120. Surely did Satan visit Jesus in the garden in much the same way that he did in the wilderness, to tempt Him – amid the swirling torment of His heart and utter anguish of His soul – to restore the kingdom to Israel, which – it must be noted – was the very thing His followers asked Him before His ascension {Acts 1:6} and indeed still remains to be fulfilled in order for Him to fulfill the full body of the law, as prophesized? {Ez 36:1-38, et al} Christ was surely more than capable of restoring the kingdom to Israel, as it is written: “Are you not aware that I can call on My Father, and He will at once put at My disposal more than twelve legions of angels? But how then would the Scriptures be fulfilled that say it must happen this way?” {Matt 26:53-54} — that way being that first the lamb of God, the suffering Servant, and later the lion, the triumphant, ruthless, swift, and holy judge of the quick and the dead.

121. Satan was allowed to pour the cup of which Jesus would drink in the garden, that which the Lord Himself wanted in His own will to pass over but which the Father decreed that He drink by His own preordained mandate. It was with and by this cup that Satan – whom God the Father in and by various constraints and means {Job 1:1-12} grants a certain freedom of action to carry out His ultimate will – mocked Christ and tempted Him to pour out and instead “to send his twelve legions and to restore the kingdom to Israel”, a course of action which would have, on the one hand, circumvented His bodily sacrifice on the cross of which would not be fully appreciated by His followers as it was happening, and on the other, proved that Jesus was the Holy One of God sent to raze and destroy the Roman oppressors of the Jews; an act that would have doubtless drawn many thousands to His fold of the house of Israel who were expecting their Messiah to do and to be exactly that.

122. The Garden of Gethsemane is God’s response to the mistakes of man in the Garden of Eden.
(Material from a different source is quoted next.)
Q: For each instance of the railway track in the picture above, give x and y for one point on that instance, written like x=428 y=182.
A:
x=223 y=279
In Eden, creation witnessed the rousing of the will of man and through his own “free” will choice which, “as free” and thus liberated from “constraint” (whether sovereign or otherwise), can only result in separation from the constraints of Sovereignty – which are put in place for our good – and through it, eventually lead to death.

123. In Gethsemane, God Himself did with His own will what man could not by subjecting His will, as Adam was intended to do, by scorning His own will in subjection to the will of the Father. Indeed, the same serpent with the same wiles visited in much the same way the Second Adam as he did the first. Yet, the Second Adam’s choice to do that which He did not want redeemed the choice of the first to do what he wanted.
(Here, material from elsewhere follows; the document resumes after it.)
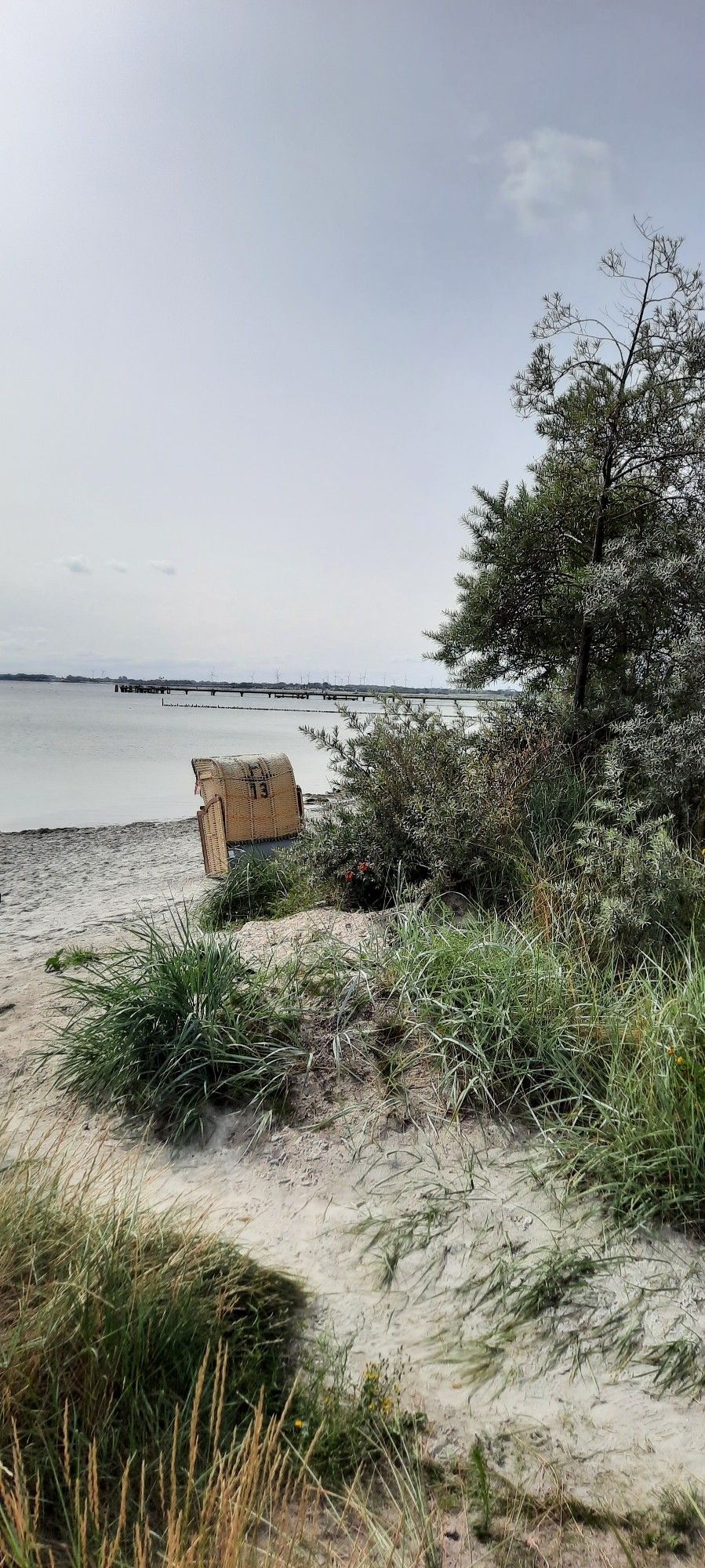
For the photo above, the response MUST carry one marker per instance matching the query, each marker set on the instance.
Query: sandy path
(304, 1199)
124. One of the most illuminating passages in all of scripture comes as a sort of innocuous parenthetical clause in the 15th verse of the 20th chapter of the Gospel of John when, upon visiting the tomb – now empty – where Christ had been laid, Mary Magdalene, unaware it was the risen Lord whom she, in her sorrow, was speaking, “suppos{ed} He was the gardener”. So profound is this sleight of hand by the Gospel writer that it underscores the subtle power of scripture. For Christ is the Gardener of God and the Wise Horticulturist of all things made in His image; Christ with whom the first Adam walked “in the cool of the day”, Christ who is and was the Tree of Life, the vine, as well as the vine-dresser who dressed Himself and, standing outside of time and space, still dresses Himself for our sanctification (not, however, in the sense of His crucifixion). {Heb 2:10, Heb 5:8}

125. For Christ died once and for all.